Here is another excerpt from Bernard Moitessier's book The Long Way, where he sails solo around the world.
He has not seen or spoken to anyone in months. He is alone with his boat, the wind, waves, and birds.
"I was in my bunk, and went on deck to sheet the mainsail and mizzen flat; they were making a little noise in the very slight roll. The moon, in her first quarter, was at mid-sky. Three shearwaters were sleeping a few yards from the stern. They did not move while I worked, though I had awakened them. Two fluffed themselves up, the third preened his feathers.
I was about to go to bed, but seeing them there, busy doing their little toilet, I went to the stern and spoke to them, very softly, just like that. And they came right alongside. Yet I had not spoken the magic words.
I kept on talking the same way. They raised their heads toward me, cocking them to one side, right and left, from time to time giving a barely audible little cry in answer, as if they were trying to say that they liked me too.

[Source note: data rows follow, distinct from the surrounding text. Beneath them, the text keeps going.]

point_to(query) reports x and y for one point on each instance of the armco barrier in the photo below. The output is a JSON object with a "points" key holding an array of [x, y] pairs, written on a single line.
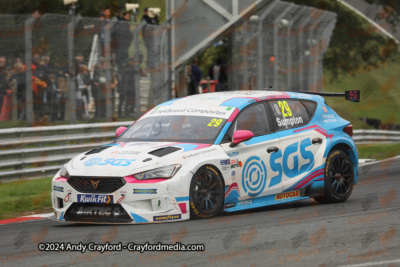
{"points": [[29, 153]]}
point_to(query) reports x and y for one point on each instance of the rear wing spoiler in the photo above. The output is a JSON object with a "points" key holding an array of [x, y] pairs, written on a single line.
{"points": [[353, 95]]}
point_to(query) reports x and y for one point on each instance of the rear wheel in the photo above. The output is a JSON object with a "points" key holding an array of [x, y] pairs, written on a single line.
{"points": [[339, 178], [206, 193]]}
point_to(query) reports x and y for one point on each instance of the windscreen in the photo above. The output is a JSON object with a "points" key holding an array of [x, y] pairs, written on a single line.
{"points": [[174, 128]]}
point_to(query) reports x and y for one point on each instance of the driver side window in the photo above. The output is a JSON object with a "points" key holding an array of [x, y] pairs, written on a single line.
{"points": [[253, 118]]}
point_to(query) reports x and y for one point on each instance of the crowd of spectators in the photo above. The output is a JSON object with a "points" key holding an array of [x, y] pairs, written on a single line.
{"points": [[50, 81]]}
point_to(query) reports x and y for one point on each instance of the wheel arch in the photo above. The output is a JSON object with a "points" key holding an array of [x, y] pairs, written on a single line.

They may have added they liked cheese, but I could feel in an almost physical way that there was something more than food to that whispered conversation, something very moving: the friendship they were returning to me. I went below to get a piece of cheese and cut it into little squares. When I came up again, they had gone back to their former places a few yards from the stern. They did not approach as I silently went to the tiller. But as soon as I spoke to them, softly, without any "kew-kew", they swam toward me, leaving a faint wake gleaming in the moonlight. I stretched out on deck so they could eat the cheese out of my hand.
They took it without squabbling. And I had the feeling, again almost physically, that my hand drew them more than the cheese. I wanted to caress them, at least to try. But I did not dare; maybe it was too soon. With a clumsy and premature gesture I risked breaking something very fragile. Wait a while longer, don't rush things, don't force things. Wait until the waves of friendship, made of invisible vibrations, reach their full maturity. You can spoil everything, trying to go faster than nature."
I am only one-third of the way through the book. What more is to come, and my lesson for today is to pace myself with nature, with a slow, tender wake.